• TOP
  • PR誌『評論』
  • PR誌『評論』219号:五十周年記念特集●歴史学研究の「これから」─体験と運動② 「戦後史再考」という課題

五十周年記念特集●歴史学研究の「これから」─体験と運動② 「戦後史再考」という課題

加藤千香子

拙著『近代日本の国民統合とジェンダー』(2014年)を出版してから6年が経った。同書の終章で私は次のように書いた。「戦後において国民国家としての体制は、敗戦以前よりもさらに均質でナショナルな一体性をもち強度を増したとみることもできよう。日本の戦後史において、このように再興されていく国民国家のもとでの新たな国民統合が引き起こす問題は大変重要な論点だと考えるが、それについてはこれからの課題としたい」(208頁)。

それとほぼ同時期に、西川長夫ほか編『戦後史再考』(平凡社、2014年)の出版にもかかわったが、同書のコラム「私にとっての戦後史」で、私は「戦後」を「みんなの時代」と表現し、次のように説明した。「行動や価値観の指標とされたのは「みんな」、それにあわせるのに必死だった。民主主義的色づけのなされた全体主義社会」。戦後の国民統合を、その時代に育った私の言葉にしたのが「みんなの時代」である。現在、こうした戦後の国民統合=「みんなの時代」の問い直しという戦後史再考の課題と格闘中であるが、その必要性をさらに痛感するようになっている。「みんな」の同調圧力や排除の論理が、加速度的に強まっていると感じられるためである。

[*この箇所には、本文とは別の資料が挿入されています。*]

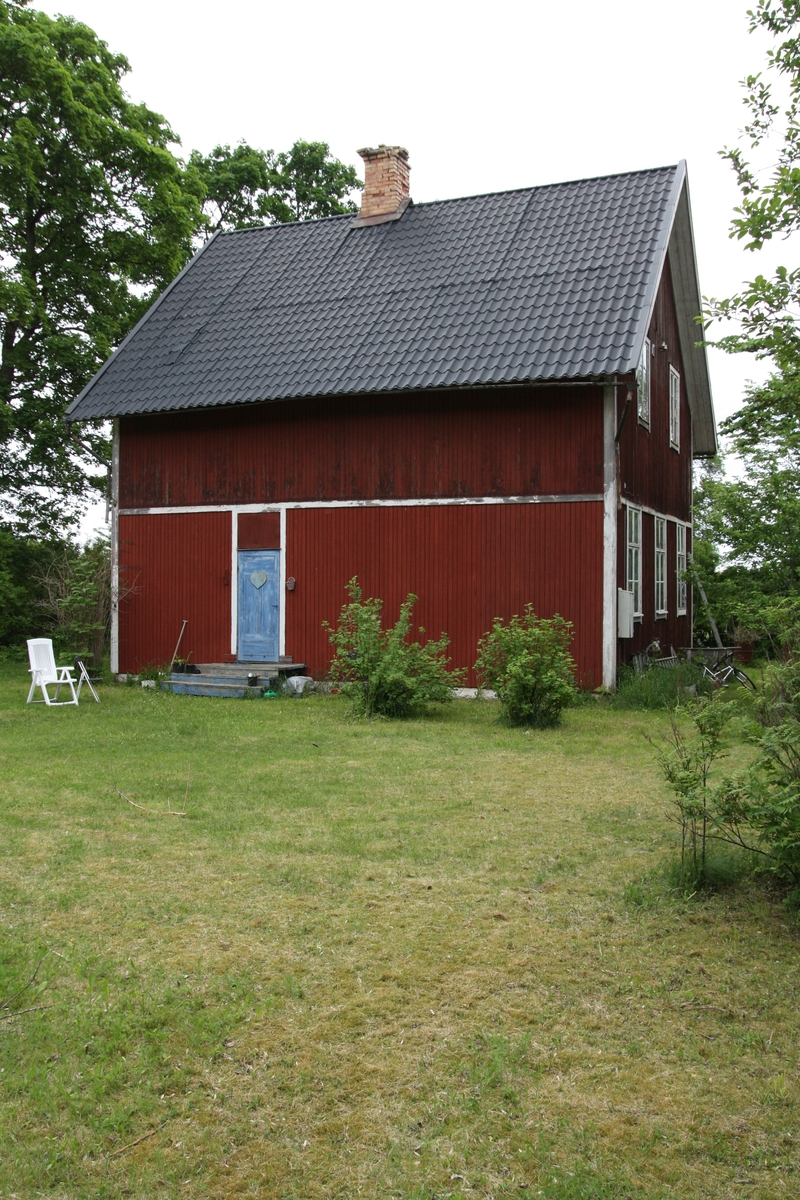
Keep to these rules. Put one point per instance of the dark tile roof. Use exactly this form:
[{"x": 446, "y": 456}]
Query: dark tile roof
[{"x": 547, "y": 282}]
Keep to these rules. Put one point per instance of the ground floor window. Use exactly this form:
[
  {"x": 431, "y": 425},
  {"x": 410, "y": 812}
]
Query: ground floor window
[
  {"x": 661, "y": 565},
  {"x": 633, "y": 581},
  {"x": 680, "y": 567}
]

ただし、自分が囚われてきた時代を批判的に捉え直すということは容易ではない。徹底して対象化するには、視座そのものの転換が必要となる。そこで今、私が進めようとしているのは、「みんな」が外部に置いた在日朝鮮人と日本社会との関わりを軸に、戦後史を捉え直すことである。高度成長真っただ中で育った子ども時代をふり返ると、在日朝鮮人と親密になった記憶はなく、嘲りのこもった「チョーセン!」という言葉が日常にあったことがよみがえる。それはまさに戦後日本社会と在日朝鮮人の関係を象徴していると思う。今日問題となっているヘイトは、植民地帝国時に生まれながら戦後日本社会の底流にも存在し続けた蔑視・嫌悪の感情に由来する、きわめて根が深いものなのではないだろうか。

戦後歴史学においても、「みんな」の歴史が課題となるなかで、植民地主義に目をつむる傾向があったのではないか。在日朝鮮人史はあるが、「在日」をふまえた戦後史叙述は未だに不十分である。

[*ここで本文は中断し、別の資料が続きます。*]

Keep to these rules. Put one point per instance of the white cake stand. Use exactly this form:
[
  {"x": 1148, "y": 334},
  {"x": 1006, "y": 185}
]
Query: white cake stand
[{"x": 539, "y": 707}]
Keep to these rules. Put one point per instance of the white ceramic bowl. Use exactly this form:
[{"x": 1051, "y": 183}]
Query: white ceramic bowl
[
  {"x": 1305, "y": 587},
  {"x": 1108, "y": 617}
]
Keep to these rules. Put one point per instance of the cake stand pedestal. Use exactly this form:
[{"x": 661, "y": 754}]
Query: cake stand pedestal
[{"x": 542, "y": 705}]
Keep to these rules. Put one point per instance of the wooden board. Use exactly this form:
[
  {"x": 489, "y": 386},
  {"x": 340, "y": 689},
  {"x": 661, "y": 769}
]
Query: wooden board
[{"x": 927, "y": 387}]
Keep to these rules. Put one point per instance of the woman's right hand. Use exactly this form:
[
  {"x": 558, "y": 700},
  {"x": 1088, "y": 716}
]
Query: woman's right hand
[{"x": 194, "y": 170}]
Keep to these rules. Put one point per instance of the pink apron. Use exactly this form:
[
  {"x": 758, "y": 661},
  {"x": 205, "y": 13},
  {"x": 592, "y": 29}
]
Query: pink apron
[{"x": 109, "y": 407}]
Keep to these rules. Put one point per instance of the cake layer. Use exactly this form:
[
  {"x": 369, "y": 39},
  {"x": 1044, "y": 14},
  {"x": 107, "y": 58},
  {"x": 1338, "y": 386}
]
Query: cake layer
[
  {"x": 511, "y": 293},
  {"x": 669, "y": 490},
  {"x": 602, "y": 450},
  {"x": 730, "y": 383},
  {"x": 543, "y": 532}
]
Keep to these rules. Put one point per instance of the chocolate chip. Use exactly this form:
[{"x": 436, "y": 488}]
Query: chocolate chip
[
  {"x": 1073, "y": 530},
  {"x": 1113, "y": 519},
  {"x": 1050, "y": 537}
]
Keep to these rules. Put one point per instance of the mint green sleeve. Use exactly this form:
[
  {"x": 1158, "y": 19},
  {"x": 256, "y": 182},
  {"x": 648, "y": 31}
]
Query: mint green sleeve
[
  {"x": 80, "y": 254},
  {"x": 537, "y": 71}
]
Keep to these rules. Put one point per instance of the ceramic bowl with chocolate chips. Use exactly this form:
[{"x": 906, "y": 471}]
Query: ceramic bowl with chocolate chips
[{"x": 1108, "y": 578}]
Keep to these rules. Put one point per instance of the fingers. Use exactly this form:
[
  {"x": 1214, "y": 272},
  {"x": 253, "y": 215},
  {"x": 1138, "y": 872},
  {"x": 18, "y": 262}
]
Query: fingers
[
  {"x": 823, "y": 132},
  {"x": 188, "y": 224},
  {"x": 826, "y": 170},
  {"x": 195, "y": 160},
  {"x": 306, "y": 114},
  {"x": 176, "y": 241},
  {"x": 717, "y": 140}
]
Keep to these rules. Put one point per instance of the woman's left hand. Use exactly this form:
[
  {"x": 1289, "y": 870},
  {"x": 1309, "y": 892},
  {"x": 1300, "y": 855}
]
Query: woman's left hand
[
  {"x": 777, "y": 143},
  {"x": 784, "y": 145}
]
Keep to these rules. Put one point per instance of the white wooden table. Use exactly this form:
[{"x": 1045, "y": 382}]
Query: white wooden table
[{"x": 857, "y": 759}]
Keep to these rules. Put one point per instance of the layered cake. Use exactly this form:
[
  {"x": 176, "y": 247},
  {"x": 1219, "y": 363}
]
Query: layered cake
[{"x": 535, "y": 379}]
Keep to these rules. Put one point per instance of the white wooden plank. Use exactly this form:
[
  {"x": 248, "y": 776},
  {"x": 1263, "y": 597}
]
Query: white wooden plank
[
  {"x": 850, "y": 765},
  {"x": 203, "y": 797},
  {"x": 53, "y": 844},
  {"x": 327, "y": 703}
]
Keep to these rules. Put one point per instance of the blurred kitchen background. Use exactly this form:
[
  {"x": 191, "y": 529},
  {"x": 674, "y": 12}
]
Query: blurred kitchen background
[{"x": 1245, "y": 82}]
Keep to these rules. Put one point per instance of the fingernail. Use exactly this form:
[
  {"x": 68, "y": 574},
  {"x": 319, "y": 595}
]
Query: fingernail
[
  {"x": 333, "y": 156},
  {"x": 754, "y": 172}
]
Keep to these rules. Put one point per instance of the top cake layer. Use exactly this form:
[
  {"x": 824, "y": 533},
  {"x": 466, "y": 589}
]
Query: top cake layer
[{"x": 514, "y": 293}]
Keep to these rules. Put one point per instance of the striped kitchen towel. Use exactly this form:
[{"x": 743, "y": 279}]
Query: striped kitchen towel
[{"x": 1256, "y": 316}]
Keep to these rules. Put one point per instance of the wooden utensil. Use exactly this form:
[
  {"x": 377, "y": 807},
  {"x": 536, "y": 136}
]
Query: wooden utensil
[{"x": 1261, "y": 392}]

私が、在日朝鮮人と日本社会を軸にした戦後史再考を行うにあたって着眼する時期は2つある。1つは、在日朝鮮人が「見えない人々」となる過程である。戦後復興の達成、高度成長の開始という1950年代後半から60年代は、日本社会に単一民族主義の観念が浸透するとともに、在日朝鮮人を視野から外すことで旧植民地を不可視化し、植民地支配を過去のものとしていった時代と読み替えられる。なかでも、1959年に始まる在日朝鮮人の北朝鮮帰国事業の推進、1965年の日韓基本条約の締結は、こうした視点からの見直しが必要だろう。

もう1つは、「見えない人々」が姿を現わすと同時に、日本社会でそれに呼応する動きが起こる1970年前後である。当時京都ベ平連代表をつとめていた飯沼二郎は、在日朝鮮人を「見えない人々」(飯沼『見えない人々──在日朝鮮人』日本基督教団出版局、1973年)と表現したが、この言葉は示唆を与えてくれる。1958年の李珍宇、68年の金嬉老による衝撃的な暴力事件も契機となったが、在日朝鮮人への就職差別を問うた日立闘争が展開された70年前後は、その意味で大きな画期といえる。この問題については、先に拙稿「戦後日本における公共性とその転回──1970年代を起点とする川崎・在日朝鮮人の問いを中心に」高島修一・名武なつ紀編『都市の公共と非公共──20世紀の日本と東アジア』日本経済評論社、2013年)で、70年前後を「公共」の転換の契機とした。今あらためて、在日朝鮮人と日本人が各々の「主体」をかけて発した時代の言葉を読み直すと、簡単には終わらない解決、持ち越されている課題とともに、その背景や問題をさらに追求する必要を感じている。

「戦後」を支えた法制度が次々と改変を遂げつつある現在は、ポスト「戦後」の時代と呼ぶ方がよいかもしれない。その中で、古き良き時代としての「戦後」の遺産を守っていく道もあるだろう。ただし、私は、自分自身もその一端を担ってきた戦後国民国家の一体性がはらむ抑圧や排除の構造をどう乗り越えていくのか、考えて続けていきたい。